Gerechtshof Arnhem-Leeuwarden, 08-07-2014, ECLI:NL:GHARL:2014:6292, Wrakingsnummer 200.150.340
Gerechtshof Arnhem-Leeuwarden, 08-07-2014, ECLI:NL:GHARL:2014:6292, Wrakingsnummer 200.150.340
Gegevens
- Instantie
- Gerechtshof Arnhem-Leeuwarden
- Datum uitspraak
- 8 juli 2014
- Datum publicatie
- 15 augustus 2014
- ECLI
- ECLI:NL:GHARL:2014:6292
- Zaaknummer
- Wrakingsnummer 200.150.340
Inhoudsindicatie
Wrakingszaak. Verzoek tot wraking is niet-ontvankelijk omdat nog geen leden met behandeling van zaken zijn belast.
Uitspraak
beslissing
GERECHTSHOF ARNHEM-LEEUWARDEN
W rakingskamer
Locatie Arnhem
Wrakingsnummer 200.150.340
Datum beslissing: 8 juli 2014
Beslissing van de wrakingskamer
op het verzoek tot wraking, gedaan door
[X] te [Z] (hierna: verzoeker)
1. De procedure
1.1. Verzoeker heeft hoger beroep ingesteld in de zaken die bij het Hof zijn ingeschreven onder de nummers 14/00066 tot en met 14/00069.
1.2. In een op 2 juni 2014 ter griffie van het Hof ingekomen aanvulling op het beroepschrift heeft verzoeker voor de bij 1.1. genoemde zaken de wraking verzocht van de raadsheren mr. J. Lamens, mr. A.J. Kromhout, mr. R. den Ouden, mr. A.J.H. van Suilen, mr. M.G.J.M. van Kempen, mr. R.F.C. Spek, mr. J.P.F. Slijpen, mr. E. van Waaijen en mr.

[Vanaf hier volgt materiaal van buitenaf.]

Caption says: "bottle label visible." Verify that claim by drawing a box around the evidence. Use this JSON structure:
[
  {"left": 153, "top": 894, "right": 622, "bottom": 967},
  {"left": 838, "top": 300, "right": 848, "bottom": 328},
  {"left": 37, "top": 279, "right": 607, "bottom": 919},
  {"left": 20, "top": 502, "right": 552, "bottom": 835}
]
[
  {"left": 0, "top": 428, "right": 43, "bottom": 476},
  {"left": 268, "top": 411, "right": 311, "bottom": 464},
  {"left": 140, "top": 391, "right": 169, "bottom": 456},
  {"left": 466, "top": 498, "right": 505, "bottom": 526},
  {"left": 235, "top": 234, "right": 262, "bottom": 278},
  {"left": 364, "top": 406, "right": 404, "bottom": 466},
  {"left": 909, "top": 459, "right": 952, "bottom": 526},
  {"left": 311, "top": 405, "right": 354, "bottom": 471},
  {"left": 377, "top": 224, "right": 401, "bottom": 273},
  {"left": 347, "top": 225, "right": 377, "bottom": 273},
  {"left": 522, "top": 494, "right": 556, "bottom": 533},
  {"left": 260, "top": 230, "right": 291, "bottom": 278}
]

B. Emmerig, alsmede van de raadsheren die zijn hoger beroep bij het Hof bekend onder nummer 14/00208 (zullen gaan) behandelen.
2 De ontvankelijkheid van het verzoek
Ingevolge artikel 8:15 van de Algemene wet bestuursrecht kan elk van de rechters die een zaak behandelen, door een partij worden gewraakt op grond van feiten en omstandigheden waardoor de rechterlijke onpartijdigheid schade zou kunnen lijden.
Het onderhavige verzoek tot wraking moet niet-ontvankelijk worden verklaard, nu nog geen leden van het Hof met de behandeling van de onder 1.1 genoemde zaken zijn belast. Nu sprake is van een kennelijk niet-ontvankelijk verzoek kan een mondelinge behandeling achterwege blijven.
3 Beslissing
De wrakingskamer verklaart verzoeker niet-ontvankelijk in zijn verzoek tot wraking.
Aldus gedaan op 8 juli 2014 te Arnhem door mr. J.P.M. Kooijmans, voorzitter, mr. H. van Loo en mr. Y.A.J.M. van Kuijck,] in tegenwoordigheid van mr. A.W.M. van der Waerden als griffier, en in het openbaar uitgesproken op 11 juli 2014.
(A.W.M. van der Waerden ) |
(J.P.M. Kooijmans) |
Afschriften zijn aangetekend per post verzonden op 8 juli 2014
Tegen deze beslissing staat geen rechtsmiddel open (Artikel 8:18, vijfde lid, van de Algemene wet bestuursrecht).